Speaking on Joy News’ AM Show on Tuesday, he said, “you can’t live a champagne life on an ‘akpeteshie’ (local gin) budget.
“That’s essentially what the problem is. Every basic economic student knows that in times like this, what you go for are cuts in your expenditure.
“In non-essential areas. But this government has loaded the budget with non-essential spending and is, therefore, unable to meet the most important expenditure while sacrificing the important ones.”
Ghana’s economic downturn has become topical for a while after Moody’s downgraded the country’s financial ratings.
Moody’s Investors Service (Moody’s) moved Ghana’s long-term issuer and senior unsecured debt ratings to Caa1 from B3 and changed the outlook to stable from negative.
Moody said that weak revenue generation constrains government’s budget flexibility, and tight funding conditions on international markets have forced it to rely on costly debt with shorter maturity.
The opposition National Democratic Congress (NDC) has latched on this, explaining why it is the better option.
The aspiring MP for Abura Asebu Kwamankese said, “in 2016, there were elections. We could also have decided to spend beyond our means to win the election, but we didn’t.
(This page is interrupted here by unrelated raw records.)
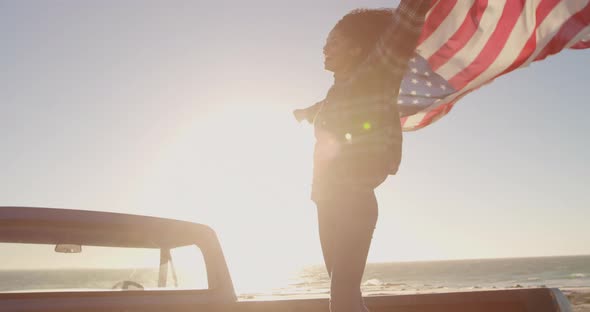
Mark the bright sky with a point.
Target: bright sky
(183, 109)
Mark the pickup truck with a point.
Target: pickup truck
(74, 260)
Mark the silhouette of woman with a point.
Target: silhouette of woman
(358, 136)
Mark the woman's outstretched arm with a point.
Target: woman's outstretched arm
(308, 113)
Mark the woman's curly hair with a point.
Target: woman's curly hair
(365, 26)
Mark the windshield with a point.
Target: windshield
(47, 267)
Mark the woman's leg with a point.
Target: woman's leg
(346, 228)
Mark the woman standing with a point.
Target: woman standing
(358, 136)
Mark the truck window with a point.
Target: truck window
(189, 267)
(26, 267)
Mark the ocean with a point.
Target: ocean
(379, 278)
(453, 275)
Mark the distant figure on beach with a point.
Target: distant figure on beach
(358, 136)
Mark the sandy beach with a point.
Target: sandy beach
(579, 298)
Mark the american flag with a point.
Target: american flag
(468, 43)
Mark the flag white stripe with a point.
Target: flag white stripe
(447, 28)
(486, 27)
(584, 33)
(552, 24)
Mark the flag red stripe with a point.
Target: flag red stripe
(543, 10)
(436, 17)
(493, 47)
(460, 38)
(568, 31)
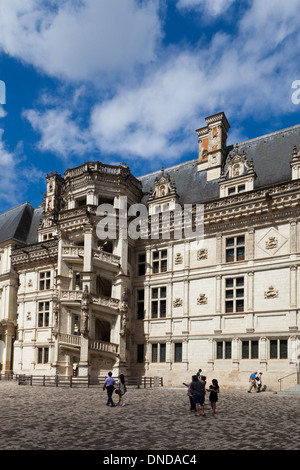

“That’s the sign that we are a responsible party and that the leaders of the economy were responsive to the needs of the people and didn’t do what was unnecessary to win the elections. But this government chose to do what was completely unnecessary to win the elections, and today we are here.”
When the host, Benjamin Akakpo, asked the former Deputy Minister, what NDC will do differently, he said, “first of all, the extravagance will go. Auditor-General has shown that some ¢12 billion has been lost to irregularities. When we were in power, it was ¢780 million, and even that is unacceptable.
“So we would work to reduce that. But we cannot have ¢12 billion going down the drain annually, and you want to tax people. We’d also ensure the corruption that we’re witnessing is abated.
“And our policy prioritisation will focus on what matters to the people. In education, health etc., that is absolutely necessary. So we’d not engage in fanciful politicking laced on propaganda sloganeering.”